Oslo Bysykkel ("Oslo City Bike") is a public bicycle sharing system in Oslo, Norway which is owned and operated by an Urban Infrastructure Partner on behalf of Clear Channel Communications and in collaboration with the city of Oslo. The municipality makes outdoor advertising space available, which is used for city bike space. Members can locate and unlock bikes with the Oslo Bysykkel app or on a screen at the stations. The system is based on the purchase of a daily, monthly, or yearly pass. Members can use the bikes for up to an hour; additional time is 15 NOK for 15 minutes. The bikes can be borrowed for a total of 7 hours.

==Structure==
As of April 2021, there are 249 rental hubs. Regular bicycles are available between April and 30 November each year; a limited number of bikes with studded tires are available in the winter.

==Financing==
Membership in the sharing system costs 499 NOK per year for individuals. The system is additionally financed by advertising sold and managed by Clear Channel Communications. The advertising is displayed on the bikes, on outdoor billboards set up in connection with the bike stalls and standalone billboards in the city centre.
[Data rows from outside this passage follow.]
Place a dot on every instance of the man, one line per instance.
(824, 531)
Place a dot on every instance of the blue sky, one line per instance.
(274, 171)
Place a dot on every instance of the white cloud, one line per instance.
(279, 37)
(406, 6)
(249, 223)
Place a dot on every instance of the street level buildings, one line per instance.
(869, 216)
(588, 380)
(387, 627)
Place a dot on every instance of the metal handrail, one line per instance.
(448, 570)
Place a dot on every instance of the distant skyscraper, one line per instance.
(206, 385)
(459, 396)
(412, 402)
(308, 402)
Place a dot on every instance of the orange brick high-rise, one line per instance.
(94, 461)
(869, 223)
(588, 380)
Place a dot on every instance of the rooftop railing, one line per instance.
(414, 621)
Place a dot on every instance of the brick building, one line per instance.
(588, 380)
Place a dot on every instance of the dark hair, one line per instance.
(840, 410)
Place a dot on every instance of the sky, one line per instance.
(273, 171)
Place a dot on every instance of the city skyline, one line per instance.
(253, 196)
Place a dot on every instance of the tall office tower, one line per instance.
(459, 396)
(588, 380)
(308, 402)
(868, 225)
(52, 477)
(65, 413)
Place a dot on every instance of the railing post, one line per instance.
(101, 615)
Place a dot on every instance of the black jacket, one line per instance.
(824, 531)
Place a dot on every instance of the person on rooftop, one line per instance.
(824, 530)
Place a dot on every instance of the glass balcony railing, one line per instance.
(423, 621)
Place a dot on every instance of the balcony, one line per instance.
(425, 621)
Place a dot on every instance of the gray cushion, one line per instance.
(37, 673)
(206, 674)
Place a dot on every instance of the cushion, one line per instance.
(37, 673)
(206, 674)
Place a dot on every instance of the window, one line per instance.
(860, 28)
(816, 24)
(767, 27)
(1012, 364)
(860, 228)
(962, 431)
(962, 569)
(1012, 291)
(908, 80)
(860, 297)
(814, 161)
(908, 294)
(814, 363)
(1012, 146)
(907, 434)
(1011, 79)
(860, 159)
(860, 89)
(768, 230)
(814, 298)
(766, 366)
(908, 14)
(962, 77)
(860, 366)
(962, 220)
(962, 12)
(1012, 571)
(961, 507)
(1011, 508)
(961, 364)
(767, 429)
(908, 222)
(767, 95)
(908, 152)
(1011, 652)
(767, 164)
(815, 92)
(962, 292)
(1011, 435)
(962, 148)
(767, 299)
Clear Channel Communications runs similar projects in Barcelona, Zaragoza, and Stockholm with identical bikes and hub systems. As of 2007, similar schemes are also in effect in other European cities, including JCDecaux's Aix-en-Provence, Rouen, Barcelona (Bicing), Brussels, Lyon (Vélo'v), Nantes (Bicloo), Paris (Vélib), Toulouse, Seville (Sevici), Vienna, Sandnes, and others Pamplona (Cemusa), Copenhagen, OYBike, Call a Bike (Berlin, Frankfurt, Cologne, Stuttgart, Munich, Karlsruhe), Copenhagen/Helsinki/Aarhus (CIOS), Stockholm and Zaragoza.